Pie and Whiskey is a popular reading series in Spokane and Missoula. Headlined by ex-Seattle author Kate Lebo and Sam Ligon, the series offers writers that most blessed of gifts: a theme.
Themes are a blessing, but some themes are too broad to work with, and others are too specific. Ask ten thousand writers to come up with stories about “war,” for instance, and you’ll get a spray of stories in response that will be impossible to categorize. But ask them to tell stories about the Battle of Thermopylae in particular and you’ll likely get too many stories that are way too similar.

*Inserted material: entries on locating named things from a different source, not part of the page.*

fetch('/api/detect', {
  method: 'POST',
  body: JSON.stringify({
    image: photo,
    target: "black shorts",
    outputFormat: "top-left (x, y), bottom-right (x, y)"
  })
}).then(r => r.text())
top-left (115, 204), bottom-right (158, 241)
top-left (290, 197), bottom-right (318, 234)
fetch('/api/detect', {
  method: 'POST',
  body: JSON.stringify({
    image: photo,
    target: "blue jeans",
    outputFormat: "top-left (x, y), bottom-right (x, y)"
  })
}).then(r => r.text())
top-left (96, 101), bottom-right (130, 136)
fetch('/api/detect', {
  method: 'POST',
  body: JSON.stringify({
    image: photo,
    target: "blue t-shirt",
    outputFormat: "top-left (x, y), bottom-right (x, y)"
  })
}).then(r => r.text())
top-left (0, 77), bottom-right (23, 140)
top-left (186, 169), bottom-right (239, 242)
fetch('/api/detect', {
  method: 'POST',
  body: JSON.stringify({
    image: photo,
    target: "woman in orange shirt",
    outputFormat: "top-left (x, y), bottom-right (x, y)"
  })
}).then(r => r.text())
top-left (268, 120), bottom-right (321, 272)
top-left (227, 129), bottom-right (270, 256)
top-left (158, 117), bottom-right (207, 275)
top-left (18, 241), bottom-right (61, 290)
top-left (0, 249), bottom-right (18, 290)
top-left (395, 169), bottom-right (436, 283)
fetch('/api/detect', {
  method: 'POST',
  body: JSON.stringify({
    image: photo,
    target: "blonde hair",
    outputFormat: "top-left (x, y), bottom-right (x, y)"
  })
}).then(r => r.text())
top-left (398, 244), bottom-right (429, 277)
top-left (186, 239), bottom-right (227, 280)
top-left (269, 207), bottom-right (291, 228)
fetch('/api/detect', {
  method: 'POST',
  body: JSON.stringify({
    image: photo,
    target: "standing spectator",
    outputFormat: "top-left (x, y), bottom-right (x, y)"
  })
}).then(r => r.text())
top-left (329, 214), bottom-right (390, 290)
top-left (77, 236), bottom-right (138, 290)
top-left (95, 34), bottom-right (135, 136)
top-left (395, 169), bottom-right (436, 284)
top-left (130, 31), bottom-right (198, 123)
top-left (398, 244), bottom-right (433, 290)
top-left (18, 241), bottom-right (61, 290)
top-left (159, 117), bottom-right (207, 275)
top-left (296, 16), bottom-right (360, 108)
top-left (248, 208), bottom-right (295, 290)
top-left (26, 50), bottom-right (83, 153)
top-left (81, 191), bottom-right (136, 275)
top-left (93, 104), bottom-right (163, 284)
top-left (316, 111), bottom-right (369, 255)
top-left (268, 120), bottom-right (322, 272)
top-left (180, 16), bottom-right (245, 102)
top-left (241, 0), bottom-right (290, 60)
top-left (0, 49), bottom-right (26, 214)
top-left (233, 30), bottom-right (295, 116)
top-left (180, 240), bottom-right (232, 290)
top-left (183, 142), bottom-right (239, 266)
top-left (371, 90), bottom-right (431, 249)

But “pie and whiskey” falls right into the Goldilocks zone of themes. People love whiskey and people hate whiskey. Most right-thinking Americans love pie, but there are lots of different kinds of pie. The words evoke the idea of indulgence — likely, overindulgence —and warmth and togetherness. Pie is family, whiskey is friends. Both can go wrong.

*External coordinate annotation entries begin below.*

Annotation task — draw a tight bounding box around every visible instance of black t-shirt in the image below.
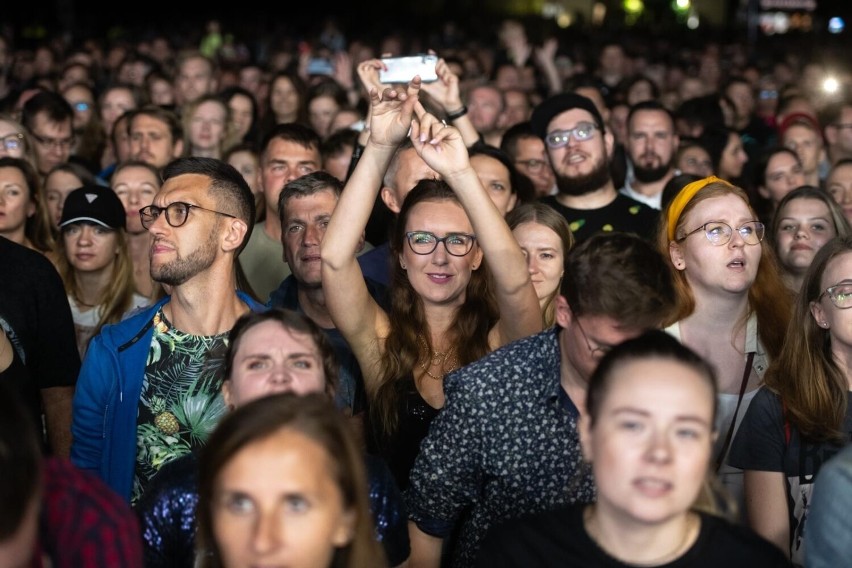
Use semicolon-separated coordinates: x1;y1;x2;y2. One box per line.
541;193;660;244
477;505;791;568
0;237;80;447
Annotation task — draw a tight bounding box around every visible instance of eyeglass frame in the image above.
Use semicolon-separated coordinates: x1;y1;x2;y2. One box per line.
675;221;766;247
29;130;77;150
405;231;476;258
817;280;852;310
571;311;612;358
0;132;26;150
515;158;547;174
139;201;237;231
544;121;601;150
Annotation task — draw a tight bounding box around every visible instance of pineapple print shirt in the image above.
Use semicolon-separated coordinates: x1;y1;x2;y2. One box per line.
130;308;228;505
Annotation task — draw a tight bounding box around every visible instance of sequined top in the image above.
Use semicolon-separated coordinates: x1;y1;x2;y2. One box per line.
136;454;411;568
366;375;441;491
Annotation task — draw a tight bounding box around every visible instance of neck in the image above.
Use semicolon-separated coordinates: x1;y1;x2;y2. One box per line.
296;284;336;329
556;181;618;209
583;500;701;566
163;266;248;336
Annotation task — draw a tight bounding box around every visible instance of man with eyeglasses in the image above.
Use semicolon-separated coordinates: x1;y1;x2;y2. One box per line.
405;232;674;568
71;158;265;503
530;93;659;243
500;121;558;197
21;91;75;179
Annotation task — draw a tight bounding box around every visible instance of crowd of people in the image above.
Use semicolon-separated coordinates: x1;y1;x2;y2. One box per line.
0;13;852;568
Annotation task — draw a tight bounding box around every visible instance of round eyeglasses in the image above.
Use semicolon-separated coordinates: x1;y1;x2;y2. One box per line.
405;231;476;256
544;122;598;148
139;201;236;230
676;221;766;246
817;281;852;310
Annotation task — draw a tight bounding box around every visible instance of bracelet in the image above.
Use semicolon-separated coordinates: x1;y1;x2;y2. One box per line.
447;106;467;122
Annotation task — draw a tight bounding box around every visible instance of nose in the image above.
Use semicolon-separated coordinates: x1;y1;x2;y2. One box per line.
645;430;672;463
252;511;283;553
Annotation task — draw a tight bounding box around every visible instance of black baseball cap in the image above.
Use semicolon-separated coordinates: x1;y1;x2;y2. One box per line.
530;93;606;139
59;184;126;229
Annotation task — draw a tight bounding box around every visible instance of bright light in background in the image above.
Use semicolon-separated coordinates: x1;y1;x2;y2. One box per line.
822;77;840;95
828;16;846;34
624;0;645;15
686;12;701;30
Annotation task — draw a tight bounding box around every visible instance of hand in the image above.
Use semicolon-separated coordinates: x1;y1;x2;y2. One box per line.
357;59;385;95
423;57;462;112
409;101;470;180
370;76;425;148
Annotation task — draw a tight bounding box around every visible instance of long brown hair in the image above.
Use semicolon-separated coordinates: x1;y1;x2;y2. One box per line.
370;179;500;433
657;182;792;359
196;393;387;568
764;237;852;443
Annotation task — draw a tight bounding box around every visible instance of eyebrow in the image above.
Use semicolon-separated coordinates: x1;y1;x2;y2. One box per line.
611;406;710;426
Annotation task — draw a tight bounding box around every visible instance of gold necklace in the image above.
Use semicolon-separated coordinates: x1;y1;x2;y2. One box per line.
417;335;459;381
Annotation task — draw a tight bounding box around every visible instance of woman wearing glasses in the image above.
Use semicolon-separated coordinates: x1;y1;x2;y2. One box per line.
321;78;542;488
658;176;791;520
730;237;852;565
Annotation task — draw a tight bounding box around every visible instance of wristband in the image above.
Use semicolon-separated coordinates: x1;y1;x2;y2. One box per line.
447;106;467;122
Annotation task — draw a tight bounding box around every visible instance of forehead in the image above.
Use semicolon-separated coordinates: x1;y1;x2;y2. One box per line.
547;108;595;130
284;189;338;219
154;174;215;203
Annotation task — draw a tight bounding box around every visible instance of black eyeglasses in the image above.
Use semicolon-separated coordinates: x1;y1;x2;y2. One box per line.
405;231;476;256
676;221;766;246
30;130;76;150
139;201;237;230
574;314;612;358
817;280;852;310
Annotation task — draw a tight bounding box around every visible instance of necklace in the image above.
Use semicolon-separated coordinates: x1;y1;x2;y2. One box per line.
583;506;701;566
417;335;459;381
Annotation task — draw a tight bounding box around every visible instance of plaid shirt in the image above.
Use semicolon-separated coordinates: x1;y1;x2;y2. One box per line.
33;457;143;568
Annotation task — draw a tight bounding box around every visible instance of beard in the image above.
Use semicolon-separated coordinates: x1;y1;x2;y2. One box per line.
633;160;672;183
150;231;217;286
554;155;611;197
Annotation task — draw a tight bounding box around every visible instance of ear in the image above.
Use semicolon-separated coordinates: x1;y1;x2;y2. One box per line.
381;187;402;213
222;219;248;252
222;379;234;410
604;130;615;158
556;294;574;329
669;241;686;270
331;509;355;548
810;302;828;329
577;413;595;463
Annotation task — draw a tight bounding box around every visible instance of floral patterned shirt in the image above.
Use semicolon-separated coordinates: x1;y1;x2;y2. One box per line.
405;328;595;566
130;309;228;505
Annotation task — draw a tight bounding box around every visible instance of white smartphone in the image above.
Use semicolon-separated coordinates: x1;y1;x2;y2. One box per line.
379;55;438;83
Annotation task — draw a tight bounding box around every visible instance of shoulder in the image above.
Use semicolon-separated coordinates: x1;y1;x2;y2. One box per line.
444;328;559;394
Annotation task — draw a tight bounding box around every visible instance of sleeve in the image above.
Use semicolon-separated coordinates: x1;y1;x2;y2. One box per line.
405;375;486;538
71;333;115;475
33;261;80;389
805;450;852;568
728;388;787;471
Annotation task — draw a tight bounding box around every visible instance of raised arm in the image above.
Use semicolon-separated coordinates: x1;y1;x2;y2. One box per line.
411;105;542;349
320;77;420;395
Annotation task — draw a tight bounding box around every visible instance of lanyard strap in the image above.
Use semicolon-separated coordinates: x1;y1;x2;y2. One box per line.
716;351;754;473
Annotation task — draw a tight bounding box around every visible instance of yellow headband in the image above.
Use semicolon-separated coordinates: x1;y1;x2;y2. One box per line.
667;176;734;241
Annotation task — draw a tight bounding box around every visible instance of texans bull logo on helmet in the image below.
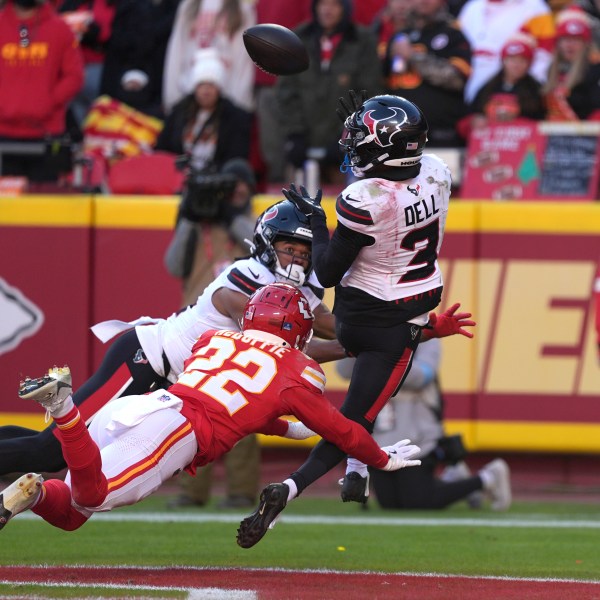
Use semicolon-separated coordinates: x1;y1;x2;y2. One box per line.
363;106;417;150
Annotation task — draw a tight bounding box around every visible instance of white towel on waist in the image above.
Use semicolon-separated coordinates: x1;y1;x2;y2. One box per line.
90;317;162;344
106;390;183;432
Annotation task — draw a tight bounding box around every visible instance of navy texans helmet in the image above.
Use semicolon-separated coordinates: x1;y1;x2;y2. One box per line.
252;200;312;286
340;94;429;173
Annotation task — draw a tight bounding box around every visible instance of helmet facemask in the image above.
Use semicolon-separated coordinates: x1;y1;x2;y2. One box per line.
252;200;312;287
339;95;428;177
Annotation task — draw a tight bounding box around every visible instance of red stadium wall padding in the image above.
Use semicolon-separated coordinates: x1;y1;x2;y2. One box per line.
0;196;600;453
0;196;92;413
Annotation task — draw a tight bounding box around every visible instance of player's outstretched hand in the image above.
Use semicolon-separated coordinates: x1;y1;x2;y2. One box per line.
423;302;477;339
281;183;325;217
382;440;421;471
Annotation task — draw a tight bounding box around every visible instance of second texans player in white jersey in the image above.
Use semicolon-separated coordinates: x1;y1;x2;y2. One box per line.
238;92;475;547
0;200;346;475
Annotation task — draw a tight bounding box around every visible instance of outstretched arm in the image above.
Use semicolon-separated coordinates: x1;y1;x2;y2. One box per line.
421;302;477;342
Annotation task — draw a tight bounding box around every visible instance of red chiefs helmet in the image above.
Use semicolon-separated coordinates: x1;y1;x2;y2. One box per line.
242;283;315;351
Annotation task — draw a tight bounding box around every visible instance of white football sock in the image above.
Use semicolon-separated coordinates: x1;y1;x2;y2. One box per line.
346;458;369;477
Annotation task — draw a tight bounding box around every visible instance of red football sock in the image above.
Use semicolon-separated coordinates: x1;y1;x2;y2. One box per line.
31;479;88;531
54;407;108;507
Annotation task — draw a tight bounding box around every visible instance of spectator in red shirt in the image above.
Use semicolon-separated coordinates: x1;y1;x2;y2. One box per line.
0;0;83;181
254;0;312;182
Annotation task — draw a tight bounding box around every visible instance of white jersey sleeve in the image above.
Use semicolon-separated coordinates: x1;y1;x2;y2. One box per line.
137;258;320;382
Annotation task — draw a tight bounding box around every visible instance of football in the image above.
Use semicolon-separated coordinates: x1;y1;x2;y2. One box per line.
242;23;309;75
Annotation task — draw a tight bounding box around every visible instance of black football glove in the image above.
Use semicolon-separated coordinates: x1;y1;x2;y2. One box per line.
281;183;325;217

Like any great anthology, the outliers in the new Pie & Whiskey collection are the chapters that grab your attention first. Shawn Vestal, for instance, writes a short piece about Frito Pie that stretches the definition of “pie” to its breaking point. But many of the very best pieces hew right to the heart of the theme: Gary Lilley’s poem “Meet Me in the Bottom” ends with a line that sums the entire anthology up in a handful of syllables: “I need to get the cold out of my bones.”
Standout contributors to Pie & Whiskey include Ed Skoog, Debra Magpie Earling, Margot Kahn, and Nicole Sheets. The book also contains some recipes for pie and cocktails; I haven’t tried any of them, but I have eaten Lebo’s pies before and I can attest to their extreme deliciousness. Lebo teaches pie-making classes, so if you follow the directions you’ll likely come away with something resembling a good pie.

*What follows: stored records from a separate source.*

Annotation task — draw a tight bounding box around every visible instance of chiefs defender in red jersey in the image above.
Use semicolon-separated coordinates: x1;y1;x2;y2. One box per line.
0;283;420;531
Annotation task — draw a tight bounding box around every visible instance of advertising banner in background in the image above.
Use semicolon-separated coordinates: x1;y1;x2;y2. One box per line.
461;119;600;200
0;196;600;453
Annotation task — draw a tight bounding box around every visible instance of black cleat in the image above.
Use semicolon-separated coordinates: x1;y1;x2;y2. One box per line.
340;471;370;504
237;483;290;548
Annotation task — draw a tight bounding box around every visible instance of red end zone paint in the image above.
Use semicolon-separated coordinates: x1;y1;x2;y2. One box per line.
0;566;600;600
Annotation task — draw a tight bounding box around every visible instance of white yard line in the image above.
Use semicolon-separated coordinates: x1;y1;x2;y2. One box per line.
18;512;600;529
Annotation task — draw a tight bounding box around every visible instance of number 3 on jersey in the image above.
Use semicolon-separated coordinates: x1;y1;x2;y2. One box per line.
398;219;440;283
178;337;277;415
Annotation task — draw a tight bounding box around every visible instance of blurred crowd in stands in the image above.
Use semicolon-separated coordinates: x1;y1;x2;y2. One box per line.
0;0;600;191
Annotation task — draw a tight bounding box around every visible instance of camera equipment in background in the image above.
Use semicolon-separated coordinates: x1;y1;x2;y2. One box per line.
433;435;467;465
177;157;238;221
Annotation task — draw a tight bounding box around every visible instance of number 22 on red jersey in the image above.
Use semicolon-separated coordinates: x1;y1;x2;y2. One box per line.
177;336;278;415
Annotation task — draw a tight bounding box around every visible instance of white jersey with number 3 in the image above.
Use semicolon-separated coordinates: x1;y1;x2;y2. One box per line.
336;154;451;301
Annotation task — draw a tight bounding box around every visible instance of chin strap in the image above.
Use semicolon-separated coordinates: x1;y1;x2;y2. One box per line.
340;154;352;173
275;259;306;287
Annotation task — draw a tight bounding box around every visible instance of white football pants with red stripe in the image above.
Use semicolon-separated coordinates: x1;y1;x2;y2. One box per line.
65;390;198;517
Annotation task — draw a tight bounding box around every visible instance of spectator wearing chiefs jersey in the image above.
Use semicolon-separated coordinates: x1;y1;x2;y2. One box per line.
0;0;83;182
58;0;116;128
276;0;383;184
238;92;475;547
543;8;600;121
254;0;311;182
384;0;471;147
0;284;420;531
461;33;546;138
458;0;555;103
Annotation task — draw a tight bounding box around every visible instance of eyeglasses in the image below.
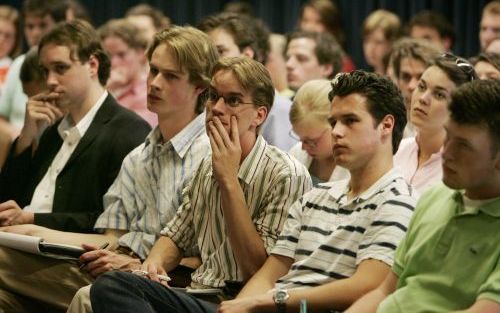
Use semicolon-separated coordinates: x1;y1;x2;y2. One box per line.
288;128;331;149
441;53;476;81
208;88;253;108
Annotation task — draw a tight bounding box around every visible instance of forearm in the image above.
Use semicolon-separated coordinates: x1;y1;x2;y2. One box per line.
144;236;182;272
221;178;267;280
237;254;293;298
27;225;123;247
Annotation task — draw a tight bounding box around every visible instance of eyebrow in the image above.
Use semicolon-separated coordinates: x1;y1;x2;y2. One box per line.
149;62;184;75
208;84;244;97
420;78;450;93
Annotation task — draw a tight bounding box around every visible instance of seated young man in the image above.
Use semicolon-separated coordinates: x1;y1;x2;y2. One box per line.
0;27;218;312
198;12;297;151
0;20;151;232
90;57;311;312
348;80;500;313
219;71;416;313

This Wednesday, Town Hall will present a Pie & Whiskey reading at Washington Hall. Tickets are ten bucks, but that gets you a shot of whiskey. (This reading is for 21-and-over-types; I suspect that we teetotalers are pretty much screwed when it comes to discounts, though maybe you can will your entry shot over to a friend.) Readers include Ligon and Lebo, along with Tod Marshall, Elizabeth Colen, Robert Lashley, Jess Walter, Kristen Young, Lilley, and Vestal. Lashley, Lebo, and Walter are world-class readers. The other folks on the bill are pretty great, too. And even if half of the readers were having an off-night, there’s still likely to be plenty of carbs and booze onhand to keep you warm.